Files that do not end with newline?
Earlier I posted a program as a solution to a K&R exercise that reads a file/text stream and prints out a histogram of number of occurrences of word lengths. I think I've worked out nearly all the bugs and this is what I now have:
Code:
/* Corresponding K&R section: 1.6 */
/* Prints vertical histogram of lengths of words in input*/
#include <stdio.h>
/* NOTE: given enough horizontal space, can scale to any two-digit maximum by
modifying this alone... gets messy with three digits, but I could
make the numbers on the x-axis display vertically down to make it infinitely
scalable. */
#define MIN_WORD_LENGTH 1
#define MAX_WORD_LENGTH 20
int main(void)
{
//Holds characters
int c = 0;
int lastchar = 0;
//current number of contiguous non-whitespace chars
int currentLength = 0;
//holds number of occurrences of each length
int wordLengthFrequencies[MAX_WORD_LENGTH] = {0};
//highest number of occurrences encountered
int maxFrequency = 0;
/* ---------------- Collect length data --------------- */
while((c = getchar()) != EOF)
{
//Are we currently inside a word?
if(currentLength >= MIN_WORD_LENGTH)
{
//Are we encountering whitespace?
if(c == ' ' || c == '\t' || c == '\n' || c == '\r' || c == '\v')
{
/* We've reached the end of a word. Update array */
wordLengthFrequencies[currentLength - 1]++;
currentLength = 0; //Reset
}
/* No whitespace, so we're still inside a
word. Update currentLength if it hasn't
maxed out*/
else if(currentLength < MAX_WORD_LENGTH)
currentLength++;
}
/* Have we just encountered the start of a word? */
else if(c != ' ' && c != '\t' && c != '\n' && c != '\r' && c != '\v')
currentLength = 1;
lastchar = c;
}
/* Handle case where file does not end on newline */
if(lastchar != '\n' && currentLength != 0)

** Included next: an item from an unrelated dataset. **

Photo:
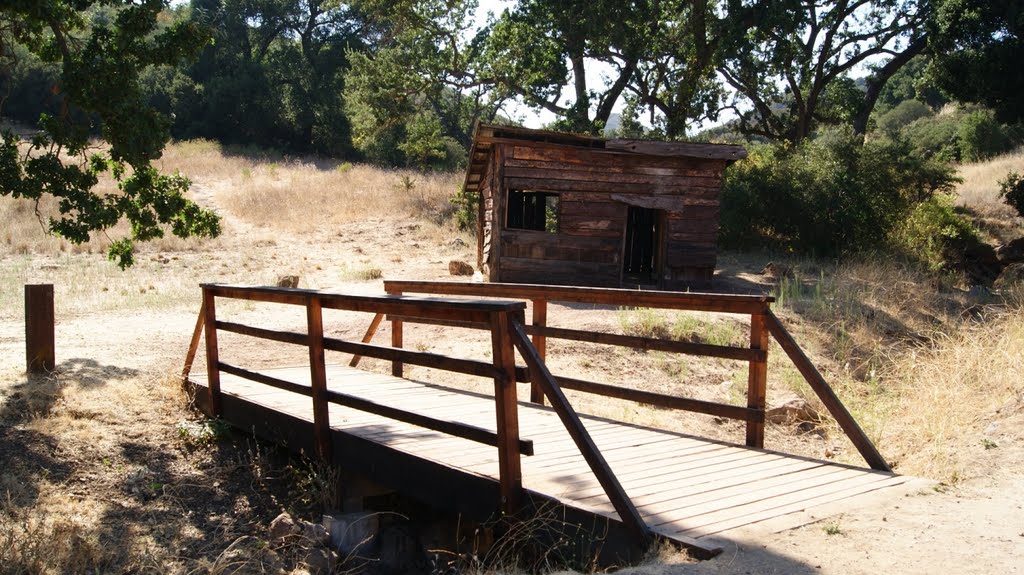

wordLengthFrequencies[currentLength - 1]++;
/* --------------- Print Histogram ------------- */
printf("\n\n");
int i = 0;
/* Determine maximum frequency */
for(i = MIN_WORD_LENGTH; i <= MAX_WORD_LENGTH; i++)
{
if(wordLengthFrequencies[i - 1] > maxFrequency)
maxFrequency = wordLengthFrequencies[i- 1];
}
/* Start printing the graph starting from the maximum frequency */
for(c = maxFrequency; c >= 1; c--)
{
/* Make sure graph will still be aligned even for 7-digit frequencies
i.e. if we are operating on a large file */
printf("%7d | ", c);
for(i = 0; i < MAX_WORD_LENGTH; i++)
{
if(wordLengthFrequencies[i] >= c)
printf("* "); //fill in where appropriate
else
printf(" ");
}
printf("\n");
}
/* print the x-axis and legend */
putchar('\t');
for(i = MIN_WORD_LENGTH; i <= MAX_WORD_LENGTH; i++)
printf("---");
printf("\n\t");
for(i = MIN_WORD_LENGTH; i <= MAX_WORD_LENGTH; i++)
printf("%3d", i);
putchar('+');
printf("\n\nx-axis: word length\ny-axis: # of occurrences\n\n");
return 0;
}
I noticed that my program failed to count the last word in the file if the file did not end on a newline and had no trailing whitespace after the last word. So I added this particular snippet to take care of that:
Code:
/* Handle case where file does not end on newline */
if(lastchar != '\n' && currentLength != 0)
wordLengthFrequencies[currentLength - 1]++;
By my logic, if the last character to be read before EOF was not '\n', this means
the file did not end on a newline. But, this does not necessarily mean I should
just go ahead and increment the array member corresponding to what's left
in currentLength. It may very well be 0 because I may have trailing whitespace after the last word which would cause currentLength to be reset when it is processed. What's worse, this would mean I'm incrementing the -1 index, which is out of bounds. No matter what whitespace is trailing, currentLength will be 0, so I just make sure it isn't. With that in place, I'm fairly certain my program is solid.
I might be being anal about this for an exercise out of a programming book, but I guess I see little point in trying to learn C with exercises if I don't make damned sure my solutions are airtight, given how easy it is to proverbially "shoot myself in the foot." I was wondering if anyone else could see any flaws in my logic above or if there's something I overlooked.